It is not without a certain amount of irony that I must inform you… I fell asleep during Return of the Dream Machine. The event, featuring a handcranked projector demonstrating some of the most widely treasured silent films with live accompaniment was in a warm theater with some very nice men thrilling the audience with their obvious passion and commitment to this method.

But it was so comfy in there. So I took off– a mistake, as I later learned that the showing climaxed with a fresh print of a color-tinted short film that hadn’t been seen since its general release over 110 years ago.

I had to take a break and east some real food, having not eaten much more than a bagel or a KND bar that one nice lady gave me after I mentioned I hadn’t eaten everything. I was so hungry that I actually thought I saw a mannequin wink at me. Considering I had seen a dog wearing sunglasses earlier in the day, that means I’d finally completed my SoCal Cheesy 80s Movies Montages Bingo Card Challenge.

I went back in after a great deal of soda, however, to hit…

12:00 PM – Nothing Lasts Forever (1984)

The history of Nothing Lasts Forever is pretty fascinating, a movie with some big name stars that got shelved back in 1984 and is only now getting a release. The star, Zach Gilligan, and director, Tom Schiller, both made appearances at the festival to talk about it, and were funny and informative.

The movie is very tough to explain. A young man wants to move to New York and become a great artist, but the city is plagued by strikes and is under the iron fist of the Port Authority. The young man’s dedication, though, and his willingness to be nice to hobos, impresses the city’s kind, President Knickerbocker, who tells the boy about how he will go to the moon and fall in love and everything will work out.

It’s both an homage to older Hollywood movies and a simple, child-like fable. I’d call it along the lines of The Lost Skeleton of Cadavara or a Terry Gilliam movie without the harder edge. It’s also utterly bizarre and unmarketable, something that only a few people will see and appreciate. I would be one of that type.

A moment from Nothing Lasts Forever, a film beautiful in its anti-climax.

A moment from Nothing Lasts Forever, a film beautiful in its anti-climax.

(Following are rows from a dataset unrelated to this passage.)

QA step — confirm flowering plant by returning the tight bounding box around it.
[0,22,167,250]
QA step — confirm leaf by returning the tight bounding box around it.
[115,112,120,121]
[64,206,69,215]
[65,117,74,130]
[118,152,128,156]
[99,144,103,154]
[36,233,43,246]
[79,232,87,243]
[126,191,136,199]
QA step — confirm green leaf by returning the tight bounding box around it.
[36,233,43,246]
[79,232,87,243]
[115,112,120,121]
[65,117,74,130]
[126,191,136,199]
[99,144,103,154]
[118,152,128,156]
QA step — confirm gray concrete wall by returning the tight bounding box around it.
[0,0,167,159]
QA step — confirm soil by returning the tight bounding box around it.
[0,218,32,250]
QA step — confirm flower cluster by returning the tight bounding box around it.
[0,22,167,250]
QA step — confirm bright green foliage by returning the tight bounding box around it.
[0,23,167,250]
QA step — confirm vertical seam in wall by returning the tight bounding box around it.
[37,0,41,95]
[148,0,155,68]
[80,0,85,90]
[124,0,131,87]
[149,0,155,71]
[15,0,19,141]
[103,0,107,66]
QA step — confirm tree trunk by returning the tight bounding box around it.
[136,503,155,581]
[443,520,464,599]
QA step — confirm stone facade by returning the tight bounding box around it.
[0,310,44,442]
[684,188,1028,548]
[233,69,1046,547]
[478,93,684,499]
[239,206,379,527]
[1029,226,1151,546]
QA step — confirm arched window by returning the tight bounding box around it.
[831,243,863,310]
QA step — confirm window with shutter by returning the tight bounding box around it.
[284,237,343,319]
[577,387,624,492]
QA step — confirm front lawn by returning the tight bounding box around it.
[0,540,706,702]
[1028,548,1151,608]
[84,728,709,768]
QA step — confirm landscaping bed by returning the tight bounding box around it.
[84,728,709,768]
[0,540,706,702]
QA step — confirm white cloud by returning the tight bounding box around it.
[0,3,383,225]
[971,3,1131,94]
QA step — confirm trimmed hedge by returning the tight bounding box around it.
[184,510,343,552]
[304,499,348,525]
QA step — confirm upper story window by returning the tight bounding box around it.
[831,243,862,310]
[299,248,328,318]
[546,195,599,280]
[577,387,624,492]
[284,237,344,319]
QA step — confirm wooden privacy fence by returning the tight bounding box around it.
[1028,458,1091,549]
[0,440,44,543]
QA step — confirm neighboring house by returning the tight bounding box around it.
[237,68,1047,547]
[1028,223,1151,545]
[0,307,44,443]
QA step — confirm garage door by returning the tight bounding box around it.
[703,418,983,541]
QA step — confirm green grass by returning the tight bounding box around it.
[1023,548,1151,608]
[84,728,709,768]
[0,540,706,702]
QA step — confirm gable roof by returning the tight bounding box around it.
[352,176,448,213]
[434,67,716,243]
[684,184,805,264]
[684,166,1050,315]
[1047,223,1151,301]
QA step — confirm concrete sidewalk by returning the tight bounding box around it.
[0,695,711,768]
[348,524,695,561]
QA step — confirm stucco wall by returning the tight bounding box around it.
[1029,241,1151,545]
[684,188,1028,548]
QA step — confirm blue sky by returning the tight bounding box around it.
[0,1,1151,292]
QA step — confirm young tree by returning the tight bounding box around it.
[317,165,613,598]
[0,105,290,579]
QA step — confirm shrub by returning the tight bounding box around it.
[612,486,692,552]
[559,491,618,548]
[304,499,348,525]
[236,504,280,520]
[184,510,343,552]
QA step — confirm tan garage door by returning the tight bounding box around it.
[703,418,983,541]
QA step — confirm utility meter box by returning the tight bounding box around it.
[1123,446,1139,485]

The highlight of the movie, though, besides the entirety of the movie itself, was Will being a few seats down. Another audience member nodded off and began snoring loudly in the film, and Will had to continuously elevate his efforts to get this man awake to no avail, from shaking him, splashing water on him, and finally, coolly and calmly, just swiftly kicking his chair nothing worked. The worst part? The snoring man was only a few seats away from where Schiller had decided to sit.

It was embarassing, but the movie was so wonderful and the rest of the audience fairly awake, I hope Schiller still saw how his long-forgotten movie could still captivate so many years later.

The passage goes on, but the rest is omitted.